8. What is an 1135 waiver?
Answer [ +]
Section 1135 waivers are authorized by the Social Security Act
and are applicable only in the ‘emergency area’ during the ‘emergency
period’ as outlined in the declarations. An emergency area and
period is where and when there is: a) an emergency or disaster
declared by the President pursuant to the National Emergencies
Act or the Stafford Act, and b) a public health emergency declared
by the Secretary. The waiver lists types of requirements that
can be waived or modified to assist states in providing surge
capacity such as waiver or modification of bed limits for critical
access hospitals. When the Secretary issues an 1135 waiver,
hospitals and other entities usually work with HHS Regional
Centers for Medicare and Medicaid Services (CMS) officials to
seek specific waivers or modifications on a case-by-case basis.

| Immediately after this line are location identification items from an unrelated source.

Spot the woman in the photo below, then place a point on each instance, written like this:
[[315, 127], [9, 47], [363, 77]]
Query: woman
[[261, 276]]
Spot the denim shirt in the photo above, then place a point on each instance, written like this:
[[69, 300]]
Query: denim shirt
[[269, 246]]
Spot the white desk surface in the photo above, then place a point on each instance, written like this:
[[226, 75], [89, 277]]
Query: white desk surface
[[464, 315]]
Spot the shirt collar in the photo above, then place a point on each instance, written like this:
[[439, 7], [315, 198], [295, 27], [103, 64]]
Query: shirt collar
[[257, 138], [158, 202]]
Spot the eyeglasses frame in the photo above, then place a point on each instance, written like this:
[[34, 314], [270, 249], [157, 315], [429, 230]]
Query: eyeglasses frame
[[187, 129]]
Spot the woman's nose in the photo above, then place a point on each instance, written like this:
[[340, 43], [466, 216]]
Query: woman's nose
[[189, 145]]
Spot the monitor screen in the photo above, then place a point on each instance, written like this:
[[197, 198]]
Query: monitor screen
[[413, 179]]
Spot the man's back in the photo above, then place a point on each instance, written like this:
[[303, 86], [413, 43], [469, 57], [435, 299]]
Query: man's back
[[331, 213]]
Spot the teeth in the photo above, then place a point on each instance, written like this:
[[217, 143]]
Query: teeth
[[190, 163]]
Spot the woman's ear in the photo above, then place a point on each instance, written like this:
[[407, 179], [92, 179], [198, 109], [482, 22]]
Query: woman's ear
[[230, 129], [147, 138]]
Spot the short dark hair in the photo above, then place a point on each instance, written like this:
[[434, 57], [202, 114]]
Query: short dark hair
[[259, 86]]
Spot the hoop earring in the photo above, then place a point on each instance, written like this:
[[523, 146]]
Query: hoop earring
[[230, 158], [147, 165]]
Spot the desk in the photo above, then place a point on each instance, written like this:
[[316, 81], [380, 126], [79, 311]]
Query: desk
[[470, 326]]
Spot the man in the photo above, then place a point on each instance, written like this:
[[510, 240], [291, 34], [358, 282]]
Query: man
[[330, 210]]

Certain Emergency Medical Treatment and Labor Act (EMTALA) sanctions
and Health Insurance Portability and Accountability Act (HIPAA)
sanctions that can be waived for just a short time. This is
not a waiver of HIPAA in its entirety. The waiver of HIPAA sanctions
and non-pandemic infectious disease related waivers of sanctions
under EMTALA are limited to a 72 hour period beginning upon
implementation of a hospital disaster protocol.
9. When the Secretary issues an 1135 waiver, what Medicare, Medicaid,
CHIP, and HIPAA requirements may be temporarily waived or modified?
Answer [ +]
Under Section 1135, the following Medicare, Medicaid, CHIP and
HIPAA requirements may be waived or modified:
- Conditions of participation or other certification requirements,
or program participation and similar requirements for individual
providers or types of providers.
- Pre-approval requirements for providers or health care
items or services.
- Requirements that physicians and other health care professionals
hold licenses in the state in which they provide services
if they have a license from another state and are not affirmatively
barred from practice in that state or any state in the emergency
area (note however, that this waiver is for the purposes
of Medicare, Medicaid, and CHIP reimbursement only – states
determine whether a non-federal provider is authorized to
provide services in the state without state licensure).
- Sanctions under EMTALA for redirection of an individual
to another location to receive a medical screening examination
pursuant to a state emergency preparedness plan, or in the
case of a public health emergency involving a pandemic infectious
disease, a state pandemic preparedness plan, or for transfer
of an individual who has not been stabilized if the transfer
is necessitated by the circumstances of the emergency. A
waiver of EMTALA sanctions is effective only if actions
under the waiver do not discriminate on the basis of a patient’s
source of payment or ability to pay. EMTALA waivers are
subject to special time limits.
- Sanctions related to stark self-referral prohibitions
that could apply when a physician refers a patient for services
to a provider with whom the physician has a financial interest.
- Deadlines and time tables for performing required activities
to allow timing of such deadlines to be modified.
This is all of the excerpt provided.